雷斯垂德很了解我的朋友,决不会不注意他的话。他把笔放下来,好奇地看着福尔摩斯。“你这是什么意思,福尔摩斯先生?”“我只是要说有一个重要的证人你还没有见到。”“你能提出来吗?”“我想我能做到。”“那就提出来吧。”“我尽力而为。你有几个警士?”“能马上召集来的有三个。”“好极了!”福尔摩斯说,“他们都是身体壮嗓门大的吧?”“当然是,但是我不明白他们的嗓门跟这有什么关系。”“也许我能帮助你弄明白这点和一两个别的问题,”福尔摩斯说,“请把你的警士叫来,我要试一试。”

过了五分钟,三名警士已经集合在大厅里了。“外面的小屋里有一大堆麦秆,”福尔摩斯说,“请你们搬两捆进来。我看这点麦秆可以帮个大忙把我需要的证人找来。谢谢你们。华生,我相信你口袋里有火柴。现在,雷斯垂德先生,请你们都陪我到顶层楼梯的平台上去。”

我已经说过,那三间空着的卧室外面有一条很宽的走廊。福尔摩斯把我们都集合在走廊的一头。三名警士在咧着嘴笑;雷斯垂德望着我的朋友,脸上交替地流露出惊奇、期待和讥笑。福尔摩斯站在我们前面,神气活像个在变戏法的魔术家。“请你派一位警士去提两桶水来好吗?把那两捆麦秆放在这里,不要挨着墙。现在我看一切都准备好了。”

雷斯垂德的脸已经开始变红。他生气了。“我不明白你是否在跟我们开玩笑,夏洛克·福尔摩斯先生,”他说,“如果你知道些什么,你满可以讲出来,用不着做这种毫无意义的举动。”“我向你保证,我的好雷斯垂德,我做每一件事情都是有完全理由的。你可能记得几小时以前你好像是占了上风的时候,你跟我开了点玩笑,那么现在你就别不让我来点排场呀。华生,你先开窗户,然后划根火柴把麦秆点着,可以吗?”

我照他的话做了。烧着的干麦秆噼啪作响,冒出了火焰,一股白烟给穿堂风吹得在走廊里缭绕。“现在咱们看看能不能给你找出那个证人来,雷斯垂德。请各位跟我一起喊‘着火了’好吗?来吧,一,二,三——”“着火啦!”我们都高声叫喊。“谢谢。请你们再来一次。”“着火啦!”“先生们,还要来一次,一起喊。”“着火啦!”这一声大概全诺伍德都听到了。

喊声刚落,就发生了惊人的事情。在走廊尽头的那堵看起来是完整的墙上,突然打开了一扇门,一个矮小、干瘦的人从门里冲出来,像是一只兔子从它的地洞里蹦了出来似的。“好极了!”福尔摩斯沉着地说,“华生,往麦秆上浇一桶水。这就行啦!雷斯垂德,请允许我给你介绍。这就是你们的那个失踪的主要证人约纳斯·奥尔达克先生。”

雷斯垂德十分吃惊地望着这个陌生人。走廊的亮光晃得他不停地眨眼。他盯着看看我们,又看看仍在冒烟的火堆。那是一张可憎的脸:狡诈,邪恶,凶狠,长着两只多疑的、浅灰色的眼睛。“这是怎么回事?”雷斯垂德终于说话了,“你都干了什么?”
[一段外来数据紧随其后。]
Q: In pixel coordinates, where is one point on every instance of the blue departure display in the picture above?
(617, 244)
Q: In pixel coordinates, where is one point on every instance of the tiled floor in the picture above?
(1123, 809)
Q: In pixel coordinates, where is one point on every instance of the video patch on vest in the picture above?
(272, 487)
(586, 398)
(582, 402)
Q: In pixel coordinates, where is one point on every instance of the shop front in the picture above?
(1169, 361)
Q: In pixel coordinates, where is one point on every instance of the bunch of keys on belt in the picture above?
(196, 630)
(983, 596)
奥尔达克看见这个侦探发怒的样子害怕了,不自然地笑了一声。“我又没害人。”“没害人?你想尽了办法要把一个无辜者送上绞架。要不是有这位先生的话,说不定你就干成了。”

这个坏家伙开始抽咽起来。“说实话,先生,我只是开了个玩笑。”“啊!这是玩笑吗?我包你笑不出来。把他带下去,留在起居室里等我来。”

三个警士把奥尔达克带走后,雷斯垂德接着说:“福尔摩斯先生,刚才当着警士面前我不便说,但是在华生医生面前,我不怕承认这是你做得最出色的一件事,虽然我想不出来你是怎样做的。你救了一个无辜者的性命,并且避免了一场会毁掉我在警界声誉的丑闻。”

福尔摩斯微笑着拍了拍雷斯垂德的肩膀。“不但无损于你的声誉,我的好先生,你反而会看到你的名声大增呢。只要把你写的报告稍加改动,他们就觉得要想蒙骗雷斯垂德巡官的眼睛有多么难啊。”“那你不希望报告中有你的名字?”“一点也不。工作就是奖赏。等将来我允许这位热心的历史学家再拿起笔的时候,或许我也会受到称赞——嗯,华生?好吧,现在让咱们看看这只耗子隐藏的地方。”

离这条过道的尽头六英尺的地方,曾经用抹过灰的板条隔出来一小间,隔墙上巧妙地安装了一扇暗门。小间全靠屋檐缝隙中透过来一点光照明,里面有几件家具,还存了食物和水,同一些书、报纸放在一起。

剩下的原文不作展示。